The day before I recruited Martin to be my little helper one last time. First, I swore him to secrecy. “Ukambi wanthu vosi cha enge kupanda mukonwenge sonu, Don’t tell a single person about what you are about to see now” I warned. Martin solemnly swore not to tell a soul, sealing the deal with a sign of the cross and a pinky swear. When I opened the door and revealed the brightly colored bags arranged on the floor he covered his mouth to cover up a squeal of delight, and then quickly composed himself for the task at hand. I asked him to choose a bag for each of his relatives, so they each had one that suited them and there wouldn’t be any bickering. Martin lifted each bag individually, inspecting the insides, assessing their qualities, and letting a smile slip every couple seconds. He declared and rationalized each decision with due pomp and circumstance. Chyigo got the lime green one because it’s his favorite color. Sam and Innocent the cross body bags because they’d start secondary school next year.  Alimony got the biggest black one because his dad is really tall, so one day he would be too. Etton was to receive the Spiderman bag with the twisting plastic buttons because he’s the youngest. Martin left his own bag for very last. I knew which one it would be, because his eyes kept flicking back to it the whole time. Dark grey with good straps and a burgundy iron man printed on the front, he nodded seriously as he handed it to me and I labeled it with a post-it note with his name. He left my house with a second pinky swear and a quick hug, and I felt tears well up in my eyes as he darted back into the night.
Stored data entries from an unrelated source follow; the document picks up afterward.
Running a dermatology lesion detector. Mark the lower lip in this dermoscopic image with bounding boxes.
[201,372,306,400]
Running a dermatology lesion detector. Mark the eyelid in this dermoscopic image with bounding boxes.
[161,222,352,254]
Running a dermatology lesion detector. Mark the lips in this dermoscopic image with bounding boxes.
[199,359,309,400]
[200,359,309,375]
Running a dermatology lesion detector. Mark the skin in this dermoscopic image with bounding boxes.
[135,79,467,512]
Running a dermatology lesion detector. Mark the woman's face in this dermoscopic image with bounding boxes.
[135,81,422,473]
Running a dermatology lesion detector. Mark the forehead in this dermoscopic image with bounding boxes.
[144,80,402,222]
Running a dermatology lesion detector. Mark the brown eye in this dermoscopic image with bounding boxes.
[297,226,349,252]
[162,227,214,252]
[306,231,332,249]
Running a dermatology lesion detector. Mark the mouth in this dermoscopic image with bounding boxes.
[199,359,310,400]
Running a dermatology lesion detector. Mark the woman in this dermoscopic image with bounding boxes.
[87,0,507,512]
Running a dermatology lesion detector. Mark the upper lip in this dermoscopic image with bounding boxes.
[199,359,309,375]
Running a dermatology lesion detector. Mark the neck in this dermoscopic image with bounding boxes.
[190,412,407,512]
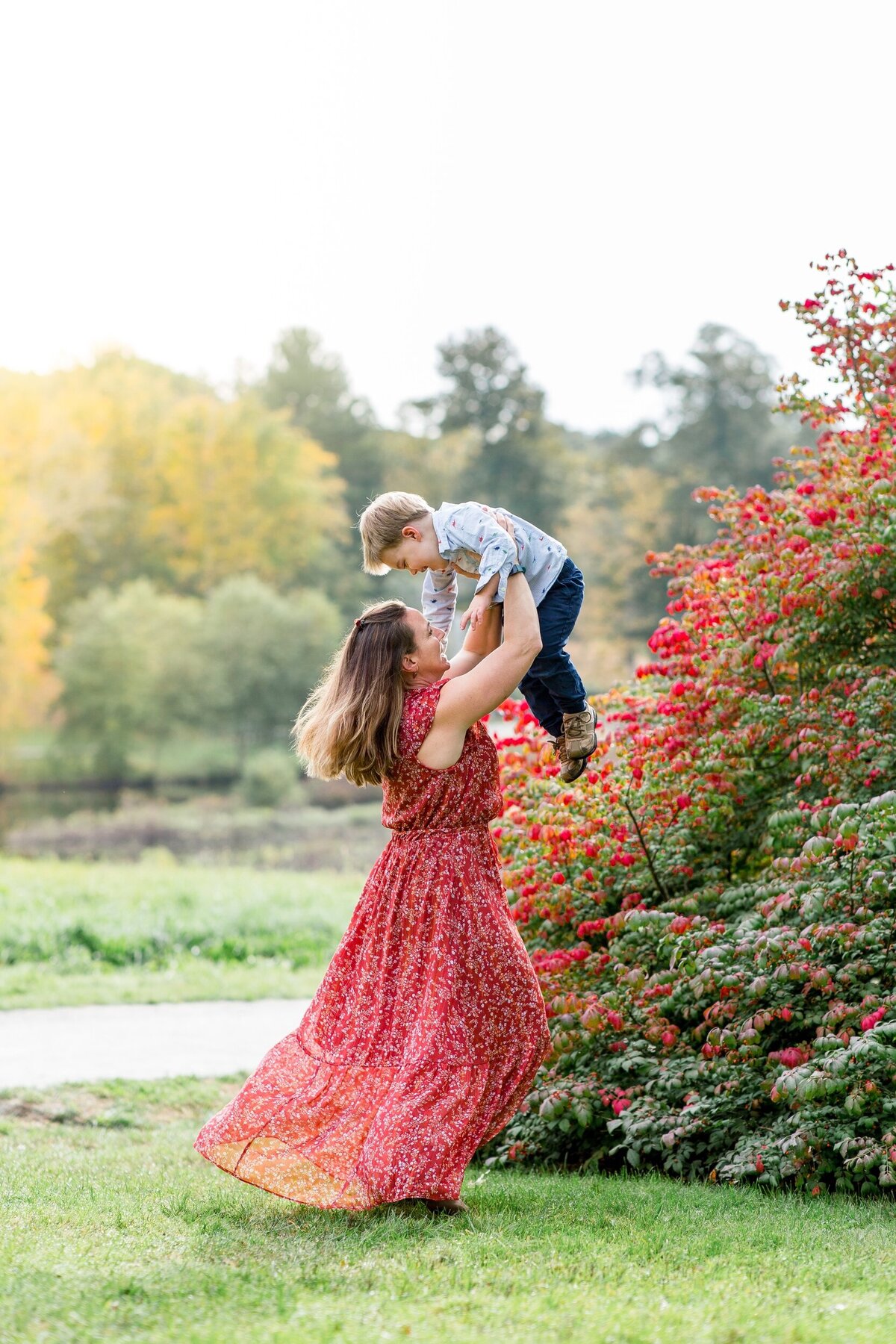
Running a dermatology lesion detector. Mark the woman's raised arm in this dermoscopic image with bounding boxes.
[418,574,541,770]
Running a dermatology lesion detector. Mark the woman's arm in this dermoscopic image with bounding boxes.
[445,606,501,680]
[443,514,516,682]
[418,574,541,770]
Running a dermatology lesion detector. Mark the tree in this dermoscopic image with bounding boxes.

I’ll let these photos show how the gift giving went. It will always be one of my favorite memories from Peace Corps.

And then I made them line up for pictures.
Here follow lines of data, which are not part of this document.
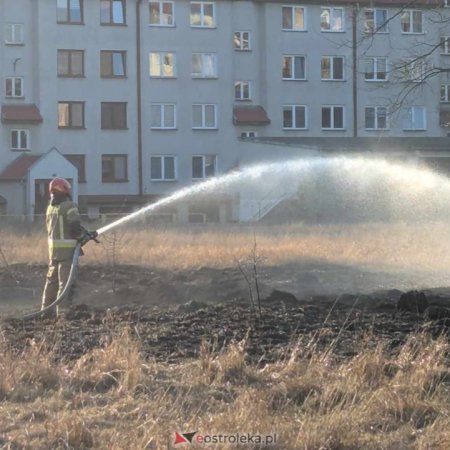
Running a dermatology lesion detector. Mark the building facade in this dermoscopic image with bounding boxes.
[0,0,450,221]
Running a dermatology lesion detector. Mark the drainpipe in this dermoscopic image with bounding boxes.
[136,0,144,196]
[352,6,358,137]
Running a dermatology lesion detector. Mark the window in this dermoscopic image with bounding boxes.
[282,56,306,80]
[150,2,175,27]
[321,56,344,81]
[234,81,252,100]
[398,58,427,83]
[441,84,450,103]
[241,131,258,139]
[282,6,306,31]
[400,9,423,34]
[64,155,86,183]
[11,130,30,150]
[152,103,176,130]
[149,52,175,78]
[322,106,344,130]
[364,106,388,130]
[102,102,127,130]
[150,156,177,181]
[5,23,23,45]
[233,31,251,51]
[100,0,126,25]
[191,2,216,28]
[192,104,217,129]
[403,106,427,130]
[5,77,24,98]
[102,155,128,182]
[100,50,126,78]
[364,57,387,81]
[58,102,84,128]
[56,0,83,24]
[283,105,306,130]
[191,53,217,78]
[364,9,388,33]
[192,155,217,180]
[58,50,84,77]
[320,8,344,32]
[441,36,450,55]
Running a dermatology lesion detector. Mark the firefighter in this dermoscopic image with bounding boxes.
[41,178,97,317]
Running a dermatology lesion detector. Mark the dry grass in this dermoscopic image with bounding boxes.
[0,223,450,271]
[0,330,450,450]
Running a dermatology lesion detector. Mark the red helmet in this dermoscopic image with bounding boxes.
[48,178,72,195]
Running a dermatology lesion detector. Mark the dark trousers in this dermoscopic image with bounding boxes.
[41,259,75,313]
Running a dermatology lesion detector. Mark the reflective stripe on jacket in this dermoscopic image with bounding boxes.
[46,200,80,261]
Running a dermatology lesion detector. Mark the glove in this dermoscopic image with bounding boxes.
[78,231,99,246]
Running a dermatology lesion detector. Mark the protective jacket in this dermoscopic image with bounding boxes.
[46,196,86,261]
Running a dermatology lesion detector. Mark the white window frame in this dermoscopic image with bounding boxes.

These are my iwes, and I love how these photos capture their energy and their eleven distinct little personalities. Later that night the mothers and children came to my door to thank me formally for my gift. They told me how much it meant to them, and how grateful they were that I’d been there for two years and had been so Malawian in my gifts. I choked up as I thanked them for their hospitality, their patience, and their generosity in allowing me to step into their families. Their children taught me how to speak Tonga, start fires, and gave me a space to be a goofy kid. They filled my quiet hours with laughter, looked out for me in the community, and insured I never went swimming alone. I’m more indebted to the Mwasee family than I’ll ever be able to express. And every day it makes me smile to think about that line of eleven kids tottering off to school, now in a line with their very own backpack.